2) In situ examination of mucosal SIV pathogenesis and T cell responses in the naive and preternaturally immune primate host
3) Defining the relationship between memory T cell location and differentiation state in rhesus macaques
4) Characterizing basic resident memory T cells biology in primates
5) Testing sensing and alarm function of primate resident memory T cells
Laboratory mice live in abnormally hygienic specific pathogen free (SPF) barrier facilities. We showed that standard laboratory mouse husbandry has profound effects on the immune system and that environmental changes produce mice with immune systems closer to those of adult humans (Nature 2016). Unlike adult humans, laboratory mice lack effector-differentiated and mucosally distributed memory T cells. These cell populations were present in free-living barn populations of feral mice and pet store mice with diverse microbial experience, and were induced in laboratory mice after co-housing with pet store mice, suggesting that the environment is involved in the induction of these cells. Altering the living conditions of mice profoundly affected the cellular composition of the innate and adaptive immune systems, resulted in global changes in blood cell gene expression to patterns that more closely reflected the immune signatures of adult humans rather than neonates, altered resistance to infection, and influenced T-cell differentiation in response to a de novo viral infection.

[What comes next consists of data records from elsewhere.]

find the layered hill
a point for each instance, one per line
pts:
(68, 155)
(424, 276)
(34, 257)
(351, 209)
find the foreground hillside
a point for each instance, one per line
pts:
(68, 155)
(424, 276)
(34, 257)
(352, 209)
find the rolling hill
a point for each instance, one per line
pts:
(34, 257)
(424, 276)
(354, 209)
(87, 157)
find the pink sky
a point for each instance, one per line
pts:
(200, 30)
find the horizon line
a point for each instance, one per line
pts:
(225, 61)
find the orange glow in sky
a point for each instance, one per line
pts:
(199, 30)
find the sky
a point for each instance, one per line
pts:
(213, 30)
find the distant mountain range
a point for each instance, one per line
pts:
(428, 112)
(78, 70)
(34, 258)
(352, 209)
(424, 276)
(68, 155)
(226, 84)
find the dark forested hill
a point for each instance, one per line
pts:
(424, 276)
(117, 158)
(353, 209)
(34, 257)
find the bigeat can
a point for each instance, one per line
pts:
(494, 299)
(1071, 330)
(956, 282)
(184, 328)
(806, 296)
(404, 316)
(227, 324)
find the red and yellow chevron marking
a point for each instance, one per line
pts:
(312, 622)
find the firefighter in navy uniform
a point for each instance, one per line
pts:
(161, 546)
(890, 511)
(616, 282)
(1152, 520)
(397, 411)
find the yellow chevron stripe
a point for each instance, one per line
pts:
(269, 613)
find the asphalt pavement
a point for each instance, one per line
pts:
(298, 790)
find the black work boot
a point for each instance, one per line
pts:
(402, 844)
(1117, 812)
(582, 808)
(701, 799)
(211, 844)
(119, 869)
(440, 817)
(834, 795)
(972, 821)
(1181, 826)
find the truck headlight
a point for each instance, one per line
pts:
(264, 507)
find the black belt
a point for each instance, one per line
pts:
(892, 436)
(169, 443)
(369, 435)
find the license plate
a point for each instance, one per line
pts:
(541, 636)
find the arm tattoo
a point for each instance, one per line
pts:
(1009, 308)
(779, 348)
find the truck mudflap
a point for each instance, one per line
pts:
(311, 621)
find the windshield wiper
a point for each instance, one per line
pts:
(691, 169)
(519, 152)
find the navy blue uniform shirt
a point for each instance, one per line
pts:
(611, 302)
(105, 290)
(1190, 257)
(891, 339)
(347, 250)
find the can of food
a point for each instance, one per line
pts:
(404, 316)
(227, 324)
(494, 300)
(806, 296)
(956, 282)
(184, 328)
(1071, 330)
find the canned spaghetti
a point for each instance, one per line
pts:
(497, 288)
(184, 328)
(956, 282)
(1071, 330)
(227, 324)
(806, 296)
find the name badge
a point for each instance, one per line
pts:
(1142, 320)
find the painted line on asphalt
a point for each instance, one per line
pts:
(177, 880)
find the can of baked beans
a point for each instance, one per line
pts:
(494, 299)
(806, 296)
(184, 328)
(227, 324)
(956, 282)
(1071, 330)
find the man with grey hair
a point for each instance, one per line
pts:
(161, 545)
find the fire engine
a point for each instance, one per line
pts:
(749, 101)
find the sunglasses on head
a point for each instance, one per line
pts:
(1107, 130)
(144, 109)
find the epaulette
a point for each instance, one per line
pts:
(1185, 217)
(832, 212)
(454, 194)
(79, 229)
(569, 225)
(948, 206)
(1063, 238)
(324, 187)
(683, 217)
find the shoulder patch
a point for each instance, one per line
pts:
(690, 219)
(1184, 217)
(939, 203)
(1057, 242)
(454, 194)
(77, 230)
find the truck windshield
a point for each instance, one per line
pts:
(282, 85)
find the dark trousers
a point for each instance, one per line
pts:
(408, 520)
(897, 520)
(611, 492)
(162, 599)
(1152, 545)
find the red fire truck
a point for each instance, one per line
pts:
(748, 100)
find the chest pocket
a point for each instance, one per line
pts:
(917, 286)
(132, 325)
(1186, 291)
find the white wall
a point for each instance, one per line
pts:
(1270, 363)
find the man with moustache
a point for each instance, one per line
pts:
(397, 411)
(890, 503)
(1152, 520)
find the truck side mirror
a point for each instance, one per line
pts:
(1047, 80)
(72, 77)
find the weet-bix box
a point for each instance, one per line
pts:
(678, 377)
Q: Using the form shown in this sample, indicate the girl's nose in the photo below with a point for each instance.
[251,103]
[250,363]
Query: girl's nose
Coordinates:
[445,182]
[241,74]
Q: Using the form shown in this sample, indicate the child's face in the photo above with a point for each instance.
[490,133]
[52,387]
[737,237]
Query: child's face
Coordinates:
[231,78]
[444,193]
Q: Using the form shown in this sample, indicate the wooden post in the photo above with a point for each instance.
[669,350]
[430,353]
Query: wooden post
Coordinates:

We are using dirty mice as a tool to test very fundamental questions related to:
1) vaccine responses
2) aspects of allergy, autoimmunity, and the hygiene hypothesis
3) tumor biology
4) T cell immunosurveillance.
Repurposing antiviral immunity to fight tumors
Overcoming the immunosuppressive tumor microenvironment and getting adoptive cell and checkpoint blockade therapies to solid tumors remain major impediments to successful immunotherapy of cancer. Humans experience many viral infections. Once controlled, the host retains memory T cells throughout the entire body to sense reinfection or recrudescence. When that same virus is reencountered, these T cells sound an alarm that induces an immunostimulatory environment that activates and recruits many arms of the immune system. We found that human tumors, like healthy tissue, are surveyed by T cells specific for previously encountered viral infections. In mouse cancer models, local delivery of peptide (with no adjuvant) derived from a previously encountered viral infection, recapitulated the sensing and alarm T cell function: recruiting and activating both the innate and adaptive immune system. In fact, this approach also pulled chimeric antigen receptor (CAR) T cells to tumors. Viral peptide administration arrested rapidly growing and poorly immunogenic B16 melanoma tumors in vivo and this treatment synergized with anti-PD-L1 checkpoint blockade to eliminate measurable tumors, and prevented recurrence in mice. This project demonstrates that natural and existing antiviral immunity can be repurposed to fight tumors, without the need for adjuvant or reinfection nor the costly and difficult identification of tumor neo-antigens.
Current projects are defining mechanism, examining the potential to induce neo-antigen specific responses and control metastases, and exploring translation potential in humans.